Active Aero, the small Michigan-based company behind Mitt Romney’s campaign plane, has some cleaning up to do.
Soon after Romney de-planed the McDonnell Douglas MD-83 for the last time Tuesday evening, the firm began the job of removing alterations he had made to the aircraft, Bloomberg BusinessWeek reports.
That means removing the red fabric on one of the seat’s headrests embroidered with “The Gov.” Workers will rip off the “Believe In America” insignias stenciled on each side of the plane and give its exterior a fresh paint-job. They’ll even reconfigure the seats, where Romney, his top brass, and a host of other characters rode out flights along the 2012 campaign trail.
Alterations to presidential campaign planes, and their eventual removal, are nothing new. In 2008, Obama had a Boeing 757 retrofitted with plush seating and replaced the American flag on the plane’s tail fin with an Obama logo, causing an uproar among some critics.
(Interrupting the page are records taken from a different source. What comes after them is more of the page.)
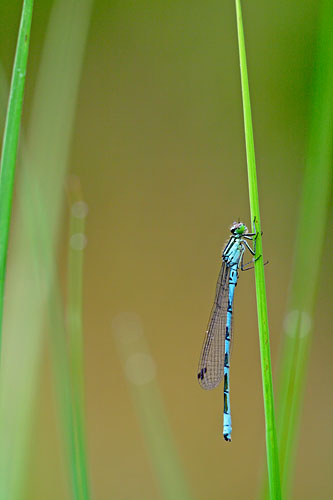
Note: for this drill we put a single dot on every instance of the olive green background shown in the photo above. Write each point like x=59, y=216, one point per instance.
x=159, y=148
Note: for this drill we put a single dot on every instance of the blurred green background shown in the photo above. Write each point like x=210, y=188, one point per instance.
x=158, y=146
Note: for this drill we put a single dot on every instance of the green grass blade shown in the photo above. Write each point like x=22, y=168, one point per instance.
x=271, y=438
x=10, y=140
x=74, y=325
x=314, y=209
x=44, y=165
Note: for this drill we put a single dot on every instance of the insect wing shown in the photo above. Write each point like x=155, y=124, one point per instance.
x=211, y=364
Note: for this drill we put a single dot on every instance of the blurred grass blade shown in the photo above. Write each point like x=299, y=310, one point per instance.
x=10, y=141
x=271, y=438
x=140, y=371
x=29, y=281
x=77, y=244
x=314, y=209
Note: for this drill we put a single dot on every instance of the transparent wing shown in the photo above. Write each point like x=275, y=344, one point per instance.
x=211, y=364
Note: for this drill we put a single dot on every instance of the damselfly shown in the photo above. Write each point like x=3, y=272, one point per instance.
x=214, y=361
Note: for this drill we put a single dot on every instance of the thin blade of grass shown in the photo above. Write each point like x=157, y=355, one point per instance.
x=77, y=243
x=271, y=438
x=314, y=210
x=10, y=141
x=44, y=163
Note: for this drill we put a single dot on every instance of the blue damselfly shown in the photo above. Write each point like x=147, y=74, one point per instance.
x=214, y=361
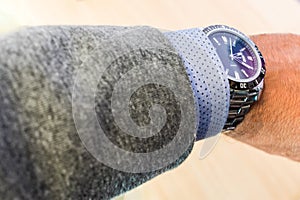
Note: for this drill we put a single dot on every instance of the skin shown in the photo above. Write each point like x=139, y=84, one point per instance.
x=273, y=124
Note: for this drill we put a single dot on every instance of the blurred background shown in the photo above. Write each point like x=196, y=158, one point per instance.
x=233, y=170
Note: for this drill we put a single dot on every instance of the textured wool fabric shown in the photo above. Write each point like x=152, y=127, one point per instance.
x=207, y=75
x=42, y=156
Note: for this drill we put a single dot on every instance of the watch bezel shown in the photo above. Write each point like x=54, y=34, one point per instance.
x=242, y=85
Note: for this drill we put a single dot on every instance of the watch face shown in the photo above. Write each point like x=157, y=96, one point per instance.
x=239, y=58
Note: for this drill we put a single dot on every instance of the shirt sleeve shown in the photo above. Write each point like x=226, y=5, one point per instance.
x=207, y=77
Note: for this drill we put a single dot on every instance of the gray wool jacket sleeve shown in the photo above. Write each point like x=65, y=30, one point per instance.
x=41, y=153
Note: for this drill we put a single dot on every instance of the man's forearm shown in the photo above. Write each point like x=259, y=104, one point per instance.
x=273, y=123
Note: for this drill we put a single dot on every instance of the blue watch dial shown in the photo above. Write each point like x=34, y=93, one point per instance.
x=237, y=56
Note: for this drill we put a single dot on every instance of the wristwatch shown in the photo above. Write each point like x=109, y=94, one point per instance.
x=244, y=66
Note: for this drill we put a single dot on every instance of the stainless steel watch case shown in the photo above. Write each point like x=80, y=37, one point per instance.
x=242, y=94
x=257, y=83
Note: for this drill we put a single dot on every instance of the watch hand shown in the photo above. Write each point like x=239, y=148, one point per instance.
x=242, y=63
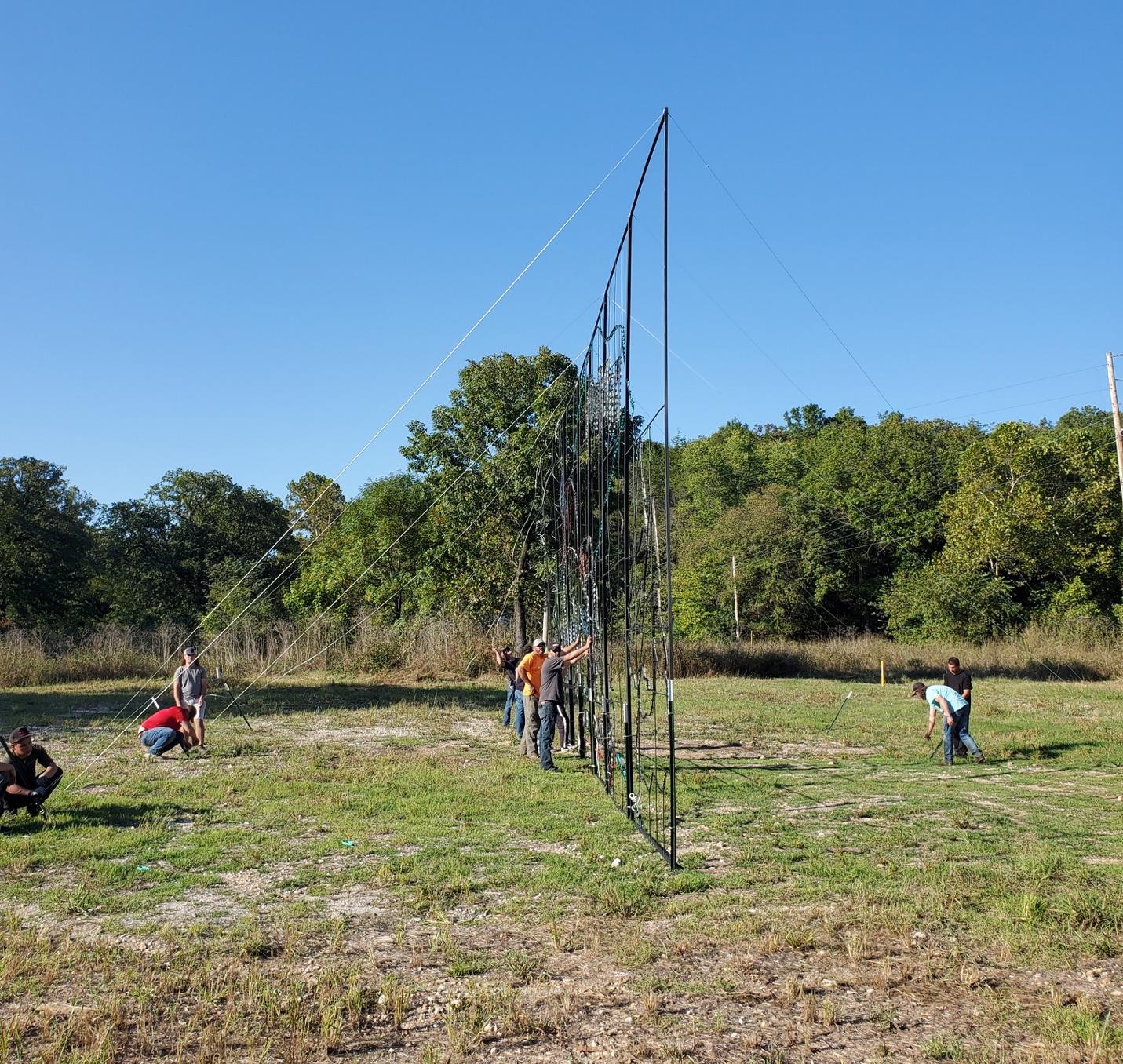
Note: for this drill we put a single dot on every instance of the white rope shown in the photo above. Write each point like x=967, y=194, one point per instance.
x=483, y=513
x=463, y=472
x=363, y=450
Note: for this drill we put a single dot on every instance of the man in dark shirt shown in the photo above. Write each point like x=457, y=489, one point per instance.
x=23, y=789
x=508, y=662
x=959, y=680
x=557, y=660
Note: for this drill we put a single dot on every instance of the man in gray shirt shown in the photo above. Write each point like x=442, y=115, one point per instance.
x=558, y=660
x=189, y=688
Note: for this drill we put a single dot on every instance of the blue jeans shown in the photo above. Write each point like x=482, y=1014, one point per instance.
x=957, y=731
x=547, y=716
x=159, y=740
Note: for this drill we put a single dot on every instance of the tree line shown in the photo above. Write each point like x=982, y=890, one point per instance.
x=917, y=527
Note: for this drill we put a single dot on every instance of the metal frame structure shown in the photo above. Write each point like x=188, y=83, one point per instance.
x=610, y=527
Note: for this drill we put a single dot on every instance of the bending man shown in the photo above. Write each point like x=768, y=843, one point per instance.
x=951, y=705
x=166, y=729
x=558, y=659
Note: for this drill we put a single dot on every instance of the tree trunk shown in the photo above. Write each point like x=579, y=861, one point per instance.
x=520, y=607
x=520, y=621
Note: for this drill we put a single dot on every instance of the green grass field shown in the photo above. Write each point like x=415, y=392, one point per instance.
x=373, y=873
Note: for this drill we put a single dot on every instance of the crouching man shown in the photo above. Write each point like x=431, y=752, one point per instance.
x=174, y=727
x=23, y=788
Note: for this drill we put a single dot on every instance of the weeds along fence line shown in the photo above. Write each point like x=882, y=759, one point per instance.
x=434, y=647
x=428, y=648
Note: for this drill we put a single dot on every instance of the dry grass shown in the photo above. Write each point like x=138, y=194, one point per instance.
x=438, y=648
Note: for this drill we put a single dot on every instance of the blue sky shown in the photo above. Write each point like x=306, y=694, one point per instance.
x=237, y=236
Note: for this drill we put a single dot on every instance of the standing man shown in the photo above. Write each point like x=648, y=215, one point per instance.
x=556, y=662
x=950, y=704
x=23, y=789
x=507, y=661
x=959, y=680
x=529, y=670
x=189, y=689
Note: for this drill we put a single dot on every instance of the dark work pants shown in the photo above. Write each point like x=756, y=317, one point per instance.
x=964, y=719
x=549, y=715
x=20, y=802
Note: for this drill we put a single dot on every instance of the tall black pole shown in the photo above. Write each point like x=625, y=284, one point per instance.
x=603, y=552
x=629, y=754
x=666, y=510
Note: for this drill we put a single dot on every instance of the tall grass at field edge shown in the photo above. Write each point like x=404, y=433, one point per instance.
x=458, y=648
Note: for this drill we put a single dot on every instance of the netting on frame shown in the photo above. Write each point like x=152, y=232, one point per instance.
x=609, y=526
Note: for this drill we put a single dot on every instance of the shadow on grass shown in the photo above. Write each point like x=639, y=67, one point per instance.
x=1042, y=751
x=794, y=662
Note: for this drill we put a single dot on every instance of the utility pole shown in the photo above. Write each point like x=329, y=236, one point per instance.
x=737, y=610
x=1115, y=417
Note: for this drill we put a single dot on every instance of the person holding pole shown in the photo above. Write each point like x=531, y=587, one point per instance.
x=950, y=704
x=558, y=659
x=959, y=680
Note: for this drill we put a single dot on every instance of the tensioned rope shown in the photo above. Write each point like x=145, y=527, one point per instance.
x=901, y=542
x=367, y=445
x=447, y=490
x=783, y=266
x=484, y=512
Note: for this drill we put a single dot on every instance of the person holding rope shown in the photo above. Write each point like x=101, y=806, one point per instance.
x=529, y=670
x=558, y=659
x=508, y=662
x=951, y=705
x=23, y=789
x=189, y=689
x=959, y=680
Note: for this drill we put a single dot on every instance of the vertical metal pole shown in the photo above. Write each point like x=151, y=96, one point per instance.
x=1115, y=417
x=666, y=512
x=737, y=608
x=602, y=560
x=629, y=738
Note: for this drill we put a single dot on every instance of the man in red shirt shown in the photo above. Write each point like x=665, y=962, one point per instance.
x=166, y=729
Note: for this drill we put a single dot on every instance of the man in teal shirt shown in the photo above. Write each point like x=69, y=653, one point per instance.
x=951, y=704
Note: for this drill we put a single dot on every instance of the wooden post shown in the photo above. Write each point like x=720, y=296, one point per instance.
x=737, y=612
x=1115, y=417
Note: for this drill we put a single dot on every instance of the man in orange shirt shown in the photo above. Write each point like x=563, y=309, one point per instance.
x=529, y=670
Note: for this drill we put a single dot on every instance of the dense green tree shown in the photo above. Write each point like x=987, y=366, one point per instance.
x=46, y=547
x=484, y=458
x=173, y=552
x=375, y=559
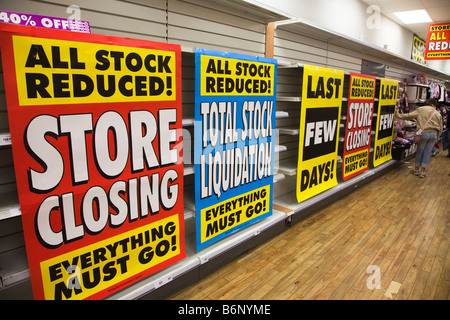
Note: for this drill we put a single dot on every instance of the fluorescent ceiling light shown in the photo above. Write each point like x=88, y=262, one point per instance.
x=414, y=16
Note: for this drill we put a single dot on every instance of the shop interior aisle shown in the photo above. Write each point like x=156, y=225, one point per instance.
x=395, y=229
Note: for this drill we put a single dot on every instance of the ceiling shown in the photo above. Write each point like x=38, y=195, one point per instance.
x=438, y=10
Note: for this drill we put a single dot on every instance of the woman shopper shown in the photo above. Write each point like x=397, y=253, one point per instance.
x=430, y=133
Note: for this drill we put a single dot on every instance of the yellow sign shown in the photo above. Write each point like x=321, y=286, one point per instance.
x=385, y=121
x=83, y=272
x=51, y=71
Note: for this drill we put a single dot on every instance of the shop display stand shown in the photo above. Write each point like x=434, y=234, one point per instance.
x=286, y=211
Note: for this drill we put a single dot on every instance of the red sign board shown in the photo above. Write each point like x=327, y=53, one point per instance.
x=438, y=41
x=96, y=136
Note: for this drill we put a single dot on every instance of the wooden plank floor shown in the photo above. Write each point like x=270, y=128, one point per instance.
x=397, y=226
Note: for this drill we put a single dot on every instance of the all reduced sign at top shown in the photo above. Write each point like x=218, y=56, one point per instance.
x=96, y=136
x=234, y=142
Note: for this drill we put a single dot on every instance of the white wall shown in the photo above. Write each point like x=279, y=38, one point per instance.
x=353, y=19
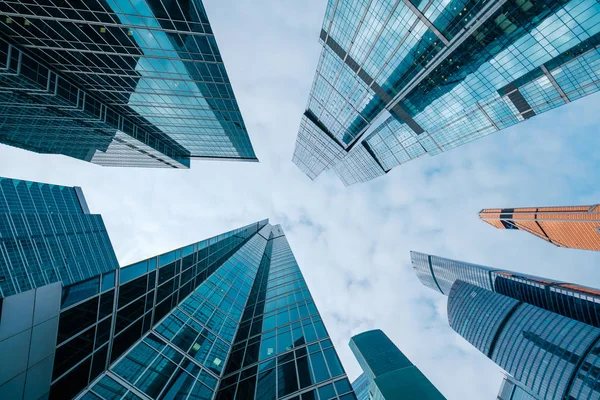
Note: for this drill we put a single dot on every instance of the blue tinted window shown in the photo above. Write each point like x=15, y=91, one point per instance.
x=132, y=271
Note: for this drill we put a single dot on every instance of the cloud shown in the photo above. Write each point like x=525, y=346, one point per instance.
x=352, y=244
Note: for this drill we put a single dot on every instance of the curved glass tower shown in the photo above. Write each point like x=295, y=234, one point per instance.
x=403, y=78
x=555, y=356
x=117, y=83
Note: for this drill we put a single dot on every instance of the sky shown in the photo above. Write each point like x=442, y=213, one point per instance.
x=352, y=244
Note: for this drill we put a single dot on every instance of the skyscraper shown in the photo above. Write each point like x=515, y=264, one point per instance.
x=400, y=79
x=574, y=301
x=542, y=332
x=47, y=234
x=554, y=356
x=576, y=227
x=361, y=387
x=511, y=389
x=117, y=83
x=229, y=317
x=389, y=373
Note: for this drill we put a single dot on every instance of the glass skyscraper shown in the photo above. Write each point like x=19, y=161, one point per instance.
x=511, y=389
x=117, y=83
x=229, y=317
x=47, y=234
x=361, y=387
x=398, y=79
x=387, y=372
x=576, y=227
x=544, y=333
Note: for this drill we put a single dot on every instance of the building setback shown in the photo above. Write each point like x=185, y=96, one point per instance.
x=387, y=372
x=117, y=84
x=544, y=333
x=577, y=227
x=403, y=78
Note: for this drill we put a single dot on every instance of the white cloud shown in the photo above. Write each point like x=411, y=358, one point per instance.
x=353, y=243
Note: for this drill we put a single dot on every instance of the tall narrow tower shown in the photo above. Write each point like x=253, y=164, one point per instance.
x=390, y=375
x=545, y=333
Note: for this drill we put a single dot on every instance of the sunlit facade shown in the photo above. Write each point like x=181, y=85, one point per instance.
x=388, y=373
x=400, y=79
x=511, y=389
x=229, y=317
x=576, y=227
x=117, y=83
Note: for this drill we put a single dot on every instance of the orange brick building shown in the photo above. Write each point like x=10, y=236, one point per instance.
x=577, y=227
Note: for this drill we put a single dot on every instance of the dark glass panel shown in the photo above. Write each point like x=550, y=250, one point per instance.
x=80, y=291
x=162, y=309
x=266, y=385
x=73, y=351
x=106, y=304
x=125, y=340
x=76, y=319
x=99, y=362
x=103, y=332
x=167, y=272
x=72, y=383
x=156, y=377
x=304, y=372
x=129, y=314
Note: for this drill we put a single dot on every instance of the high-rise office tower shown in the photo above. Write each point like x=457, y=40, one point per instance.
x=577, y=227
x=361, y=387
x=229, y=317
x=511, y=389
x=47, y=234
x=398, y=79
x=117, y=83
x=574, y=301
x=544, y=333
x=389, y=373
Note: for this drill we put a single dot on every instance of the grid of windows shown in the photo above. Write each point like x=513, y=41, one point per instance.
x=554, y=356
x=140, y=81
x=247, y=328
x=103, y=317
x=282, y=349
x=573, y=301
x=448, y=72
x=47, y=235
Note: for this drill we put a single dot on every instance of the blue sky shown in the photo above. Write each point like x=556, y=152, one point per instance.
x=353, y=243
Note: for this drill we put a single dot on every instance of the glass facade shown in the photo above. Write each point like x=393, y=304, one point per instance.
x=229, y=317
x=361, y=387
x=555, y=357
x=399, y=79
x=117, y=83
x=511, y=389
x=574, y=301
x=102, y=318
x=388, y=374
x=47, y=235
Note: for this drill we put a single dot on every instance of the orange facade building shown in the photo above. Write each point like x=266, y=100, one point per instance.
x=577, y=227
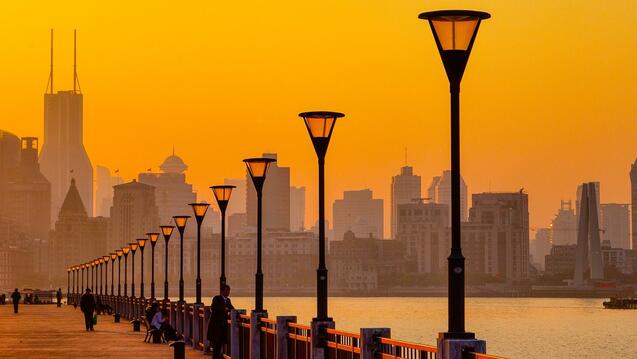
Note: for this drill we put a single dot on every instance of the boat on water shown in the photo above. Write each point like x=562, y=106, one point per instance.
x=621, y=303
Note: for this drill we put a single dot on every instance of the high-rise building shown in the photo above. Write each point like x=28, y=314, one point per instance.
x=276, y=198
x=564, y=225
x=405, y=188
x=615, y=225
x=63, y=155
x=297, y=208
x=541, y=245
x=358, y=212
x=76, y=237
x=104, y=183
x=633, y=206
x=496, y=238
x=424, y=229
x=237, y=202
x=134, y=213
x=28, y=194
x=172, y=193
x=440, y=192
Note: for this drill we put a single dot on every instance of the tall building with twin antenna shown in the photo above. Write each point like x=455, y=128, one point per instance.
x=63, y=155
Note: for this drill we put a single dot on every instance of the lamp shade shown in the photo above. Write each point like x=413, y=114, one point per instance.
x=153, y=236
x=454, y=29
x=222, y=193
x=258, y=167
x=200, y=209
x=320, y=124
x=167, y=231
x=180, y=221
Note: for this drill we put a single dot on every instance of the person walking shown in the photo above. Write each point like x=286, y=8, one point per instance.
x=15, y=296
x=218, y=324
x=58, y=296
x=87, y=305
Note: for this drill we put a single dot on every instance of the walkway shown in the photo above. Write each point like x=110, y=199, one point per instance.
x=45, y=331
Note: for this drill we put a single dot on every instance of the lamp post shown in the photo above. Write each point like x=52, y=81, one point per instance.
x=113, y=258
x=222, y=195
x=320, y=125
x=199, y=210
x=141, y=242
x=153, y=240
x=133, y=246
x=167, y=231
x=180, y=222
x=120, y=253
x=126, y=250
x=258, y=168
x=454, y=32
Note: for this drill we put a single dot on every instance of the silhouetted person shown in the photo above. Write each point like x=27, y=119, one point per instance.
x=15, y=297
x=87, y=305
x=218, y=325
x=58, y=296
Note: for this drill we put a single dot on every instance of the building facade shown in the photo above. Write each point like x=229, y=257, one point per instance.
x=360, y=213
x=405, y=188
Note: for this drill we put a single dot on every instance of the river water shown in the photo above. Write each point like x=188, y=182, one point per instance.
x=512, y=327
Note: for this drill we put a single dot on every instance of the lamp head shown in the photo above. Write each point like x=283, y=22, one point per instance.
x=454, y=32
x=222, y=195
x=320, y=125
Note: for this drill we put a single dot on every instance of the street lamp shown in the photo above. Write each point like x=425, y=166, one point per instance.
x=320, y=125
x=126, y=250
x=113, y=258
x=200, y=210
x=180, y=222
x=167, y=231
x=153, y=240
x=134, y=247
x=454, y=32
x=119, y=253
x=106, y=259
x=258, y=168
x=222, y=195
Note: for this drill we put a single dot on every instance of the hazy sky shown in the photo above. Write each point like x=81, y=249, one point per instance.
x=548, y=99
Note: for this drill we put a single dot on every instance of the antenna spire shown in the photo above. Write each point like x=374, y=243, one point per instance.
x=50, y=87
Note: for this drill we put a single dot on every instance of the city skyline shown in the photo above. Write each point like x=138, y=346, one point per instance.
x=547, y=123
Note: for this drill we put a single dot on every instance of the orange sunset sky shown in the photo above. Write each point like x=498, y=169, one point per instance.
x=548, y=99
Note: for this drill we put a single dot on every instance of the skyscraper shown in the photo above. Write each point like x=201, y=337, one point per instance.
x=172, y=192
x=104, y=183
x=28, y=194
x=564, y=225
x=615, y=225
x=297, y=208
x=63, y=155
x=405, y=188
x=276, y=198
x=439, y=191
x=633, y=209
x=358, y=212
x=134, y=213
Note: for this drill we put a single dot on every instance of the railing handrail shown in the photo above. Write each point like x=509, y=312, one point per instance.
x=415, y=346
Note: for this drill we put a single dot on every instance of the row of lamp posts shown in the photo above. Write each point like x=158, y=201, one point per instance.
x=454, y=34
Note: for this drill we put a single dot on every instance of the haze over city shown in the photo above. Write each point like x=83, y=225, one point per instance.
x=476, y=179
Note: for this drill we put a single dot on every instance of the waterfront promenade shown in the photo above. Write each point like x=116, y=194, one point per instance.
x=46, y=331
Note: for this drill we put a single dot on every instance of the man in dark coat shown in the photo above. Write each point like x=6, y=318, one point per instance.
x=87, y=305
x=15, y=296
x=58, y=296
x=218, y=325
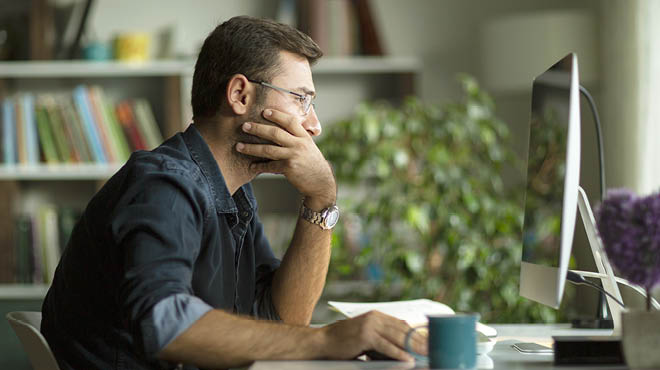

The first step to restoring Romney’s plane is a “thorough cleaning,” an Active Aero spokeswoman told BusinessWeek.
Though flight attendants described the former Massachusetts Governor as “low maintenance,” according to the spokeswoman, there’s likely some crumbs to clear out: “Romney has been spotted late at night with a flashlight,” the LA Times reports, “rummaging through one overhead compartment that holds favorite snacks such as pretzels, crisps, pita chips and, at one time, beef jerky (a gift from the actual Jack Link), which he passed out to reporters during one of his last visits to the back of the plane in late September.”